Kirsten Balding at RMIT University in Melbourne, Australia, is a huge advocate of using Global Footprint Network’s Ecological Footprint calculator to teach students about sustainability. “It is a really engaging way for students to measure their consumption of resources,” says Balding. “It’s a very clear and simple way of communicating a complex concept—that also presents solutions too!”
And she doesn’t just refer to the calculator in a single class session of her sustainability course, but refers to the results over the entirety of the course.
From Australia to the United States, university students and teachers across the world have contacted Global Footprint Network over the years to praise and offer ideas for improving the Ecological Footprint calculator.
It’s not only in environmental science courses that the Footprint calculator is proving a thought-provoking instructional tool. Jessica Piekielek, who teaches sociology and anthropology at Southern Oregon University, has taken advantage of the calculator in her Introduction to Cultural Anthropology class to talk about global population growth, development, and social inequality. “I especially appreciate that students can experiment with calculating Footprints based in other countries, so that we can compare results and discuss,” she notes.
Balding from RMIT University echoes that sentiment. The calculator, she says, “helps students understand the relevance of sustainability and global ecological overshoot to their own lives and careers, making them realize that sustainability and climate change is their problem too—and not something to leave to ‘someone else’.”
Guénola Nonet, who is a professor in Management and Public Administration at Nova Southeastern University in the United States, uses the Footprint calculator to teach graduate students about sustainability. “The Footprint calculator is fun, insightful and students love using it. We use it to look not only at the mean of the entire class’s Footprint but also students’ individual Footprints. Their comments are astonishing,” Nonet says. “I’m always happy to see the awareness it helps create and often receive comments like ‘I thought I was doing well… Now I see my true impact.’”
University students have been as enthusiastic as instructors about the calculator. Currently available in 11 languages for 16 countries, the calculator is used by both undergraduate and graduate level students for research and other school work.
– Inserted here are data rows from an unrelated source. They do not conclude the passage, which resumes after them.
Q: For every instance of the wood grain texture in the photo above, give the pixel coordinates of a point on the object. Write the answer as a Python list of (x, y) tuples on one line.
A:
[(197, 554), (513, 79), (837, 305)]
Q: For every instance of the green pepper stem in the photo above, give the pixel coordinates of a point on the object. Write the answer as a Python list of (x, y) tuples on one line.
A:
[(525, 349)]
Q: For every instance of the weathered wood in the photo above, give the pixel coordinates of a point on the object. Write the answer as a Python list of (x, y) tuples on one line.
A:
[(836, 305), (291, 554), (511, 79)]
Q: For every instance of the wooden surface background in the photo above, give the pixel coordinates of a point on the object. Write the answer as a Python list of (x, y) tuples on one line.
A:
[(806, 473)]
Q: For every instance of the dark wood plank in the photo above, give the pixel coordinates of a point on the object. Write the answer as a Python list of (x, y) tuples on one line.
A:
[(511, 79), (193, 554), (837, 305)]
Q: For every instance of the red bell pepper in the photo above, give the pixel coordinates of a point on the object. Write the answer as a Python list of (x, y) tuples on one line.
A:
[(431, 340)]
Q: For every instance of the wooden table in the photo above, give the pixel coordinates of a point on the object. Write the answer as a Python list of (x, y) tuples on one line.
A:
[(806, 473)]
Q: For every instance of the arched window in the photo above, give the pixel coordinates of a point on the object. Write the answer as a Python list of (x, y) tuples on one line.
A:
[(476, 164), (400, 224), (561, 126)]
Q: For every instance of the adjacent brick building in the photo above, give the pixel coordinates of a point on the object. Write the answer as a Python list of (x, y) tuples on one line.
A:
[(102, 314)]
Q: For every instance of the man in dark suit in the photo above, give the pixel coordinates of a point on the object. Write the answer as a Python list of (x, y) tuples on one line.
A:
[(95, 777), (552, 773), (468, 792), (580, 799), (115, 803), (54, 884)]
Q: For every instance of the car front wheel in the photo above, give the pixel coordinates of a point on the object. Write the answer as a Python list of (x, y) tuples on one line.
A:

Students at the Escuela Superior Politécnica del Litoral (ESPOL) in Ecuador research their personal Ecological Footprint. Heydi Fuentes, a student at ESPOL, prefers Global Footprint Network’s Footprint calculator because it includes several lifestyle choices and leads to more precise Footprint results.
Elfe Marschall, a student at the School of Visual Arts in New York, wrote, “I find [the calculator] very fascinating and have told my friends and family to check it out!”
Amanda M. Onley-Willette, a student at Midlands Technical College, highlighted the comprehensiveness of the calculator, “especially at the end when the program gives you different suggestions on how you can improve your Footprint.” She added, “Maybe if we got together and collaborated among our different communities, we could come up with more ways to reduce our Footprint as a whole along with ways to improve one’s personal impact.”
Indeed, in a future update of the calculator, Global Footprint Network aims to show the effects of scaling individual action to a larger national or even global level. We also hope to create a new version of the calculator that works on mobile devices.